Typically, there is a minimum expectation of 1.5-2 hours of student effort per week per credit point for units of study offered over a full semester. For a 6 credit point unit, this equates to roughly 120-150 hours of student effort in total.

Learning outcomes are what students know, understand and are able to do on completion of a unit of study. They are aligned with the University's graduate qualities and are assessed as part of the curriculum.

At the completion of this unit, you should be able to:

  • LO1. understand the origins and evolution of the concepts of sustainability, ecologically sustainable development, and their relationship to adaptation and ‘resilience’
  • LO2. demonstrate a basic appreciation of the natural and artificial cycles of energy and resources in the city
  • LO3. understand the use and limitations of precedents and examples of best practice in relation to sustainable urban development
  • LO4. research and understand the physical, climatic, and social and economic conditions related to a particular area, and formulate basic strategies for addressing a particular environmental issue
  • LO5. articulate sustainability objectives through design and report writing.

Graduate qualities

The graduate qualities are the qualities and skills that all University of Sydney graduates must demonstrate on successful completion of an award course. As a future Sydney graduate, the set of qualities have been designed to equip you for the contemporary world.

GQ1 Depth of disciplinary expertise

Deep disciplinary expertise is the ability to integrate and rigorously apply knowledge, understanding and skills of a recognised discipline defined by scholarly activity, as well as familiarity with evolving practice of the discipline.

GQ2 Critical thinking and problem solving

Critical thinking and problem solving are the questioning of ideas, evidence and assumptions in order to propose and evaluate hypotheses or alternative arguments before formulating a conclusion or a solution to an identified problem.

GQ3 Oral and written communication

Effective communication, in both oral and written form, is the clear exchange of meaning in a manner that is appropriate to audience and context.

GQ4 Information and digital literacy

Information and digital literacy is the ability to locate, interpret, evaluate, manage, adapt, integrate, create and convey information using appropriate resources, tools and strategies.

GQ5 Inventiveness

Generating novel ideas and solutions.

GQ6 Cultural competence

Cultural Competence is the ability to actively, ethically, respectfully, and successfully engage across and between cultures. In the Australian context, this includes and celebrates Aboriginal and Torres Strait Islander cultures, knowledge systems, and a mature understanding of contemporary issues.

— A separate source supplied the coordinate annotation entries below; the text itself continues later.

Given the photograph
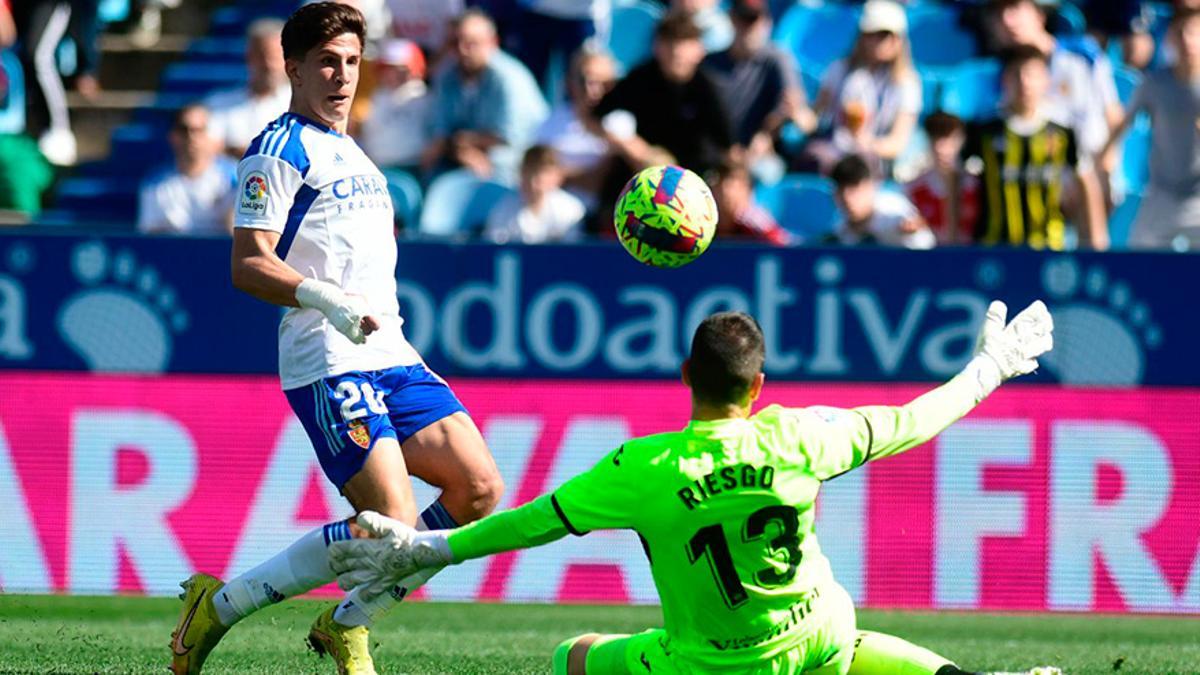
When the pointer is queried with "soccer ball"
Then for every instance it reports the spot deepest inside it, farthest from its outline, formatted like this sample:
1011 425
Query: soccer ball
665 216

GQ7 Interdisciplinary effectiveness

Interdisciplinary effectiveness is the integration and synthesis of multiple viewpoints and practices, working effectively across disciplinary boundaries.

GQ8 Integrated professional, ethical, and personal identity

An integrated professional, ethical and personal identity is understanding the interaction between one’s personal and professional selves in an ethical context.

GQ9 Influence

Engaging others in a process, idea or vision.

Outcome map

Learning outcomes Graduate qualities

This section outlines changes made to this unit following staff and student reviews.

Student feedbacks have been taken into consideration since this unit was last offered.

Additional costs

Additional costs may be incurred in the purchase of drawing materials and the preparation of presentations. Additional costs may be incurred by students to travel to and from field investigation sites.

Site visit guidelines

Virtual site visit guidelines will be provided via Canvas

Work, health and safety

Information will be provided in Canvas.